Pterostylis collina, commonly known as the shiny bull orchid, is a species of orchid endemic to New South Wales. It has a rosette of leaves and when flowering, a single reddish-brown, green and white flower with a curved top.

==Description==
Pterostylis collina is a terrestrial, perennial, deciduous, herb with an underground tuber and a rosette of between three and six egg-shaped leaves, each leaf 15-40 mm long and 5-15 mm wide. Flowering plants have a rosette at the base of a flowering stem with a single reddish-brown, green and white flower.
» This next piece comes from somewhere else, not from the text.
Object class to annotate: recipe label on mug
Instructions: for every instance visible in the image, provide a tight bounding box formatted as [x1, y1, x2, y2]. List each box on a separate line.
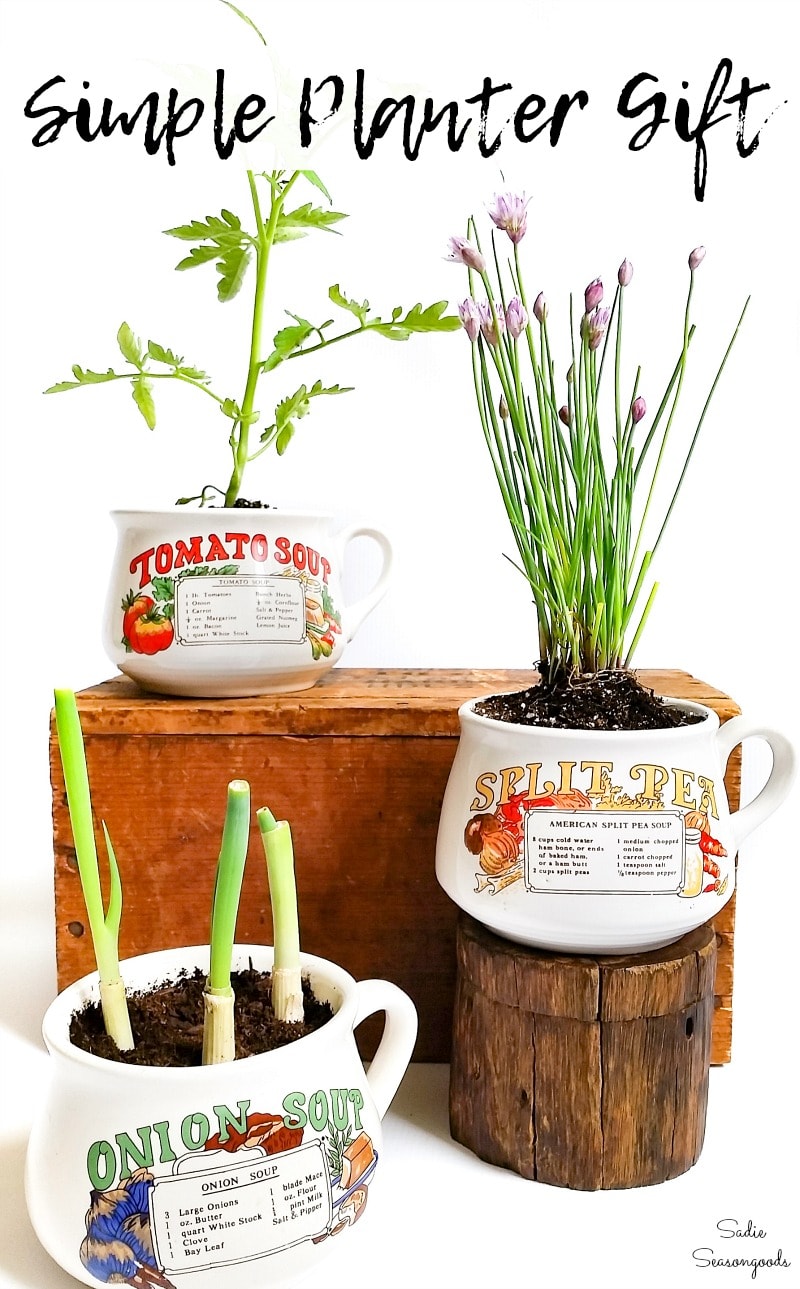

The flower is 22-26 mm long and 9-12 mm wide and is borne on a flowering stem 100-200 mm high. The dorsal sepal and petals are joined and curve forward in a semi-circle forming a hood called the "galea" over the column with the dorsal sepal longer than the petals. The lateral sepals are pressed against the galea and there is a broad, flat sinus between their bases. The lateral sepals have erect, thread-like tips 20-25 mm long which spread apart from each other. The labellum is 13-15 mm long, about 3 mm wide and curved with a deep notch on the end. Flowering occurs between April and August.

==Taxonomy and naming==
The shiny bull orchid was first formally described in 1929 by Herman Rupp who gave it the name Pterostylis ophioglossa var. collina. The description was published in Proceedings of the Royal Society of New South Wales from a specimen collected in the Paterson Valley north of Newcastle. In 1989 David Jones and Mark Clements raised the variety to species status with the name Pterostylis collina. The specific epithet (collina) is a Latin word meaning "of a hill" or "hilly".

==Distribution and habitat==
Pterostylis collina grows in wet forest and on the edges of rainforest on the north coast north of Newcastle.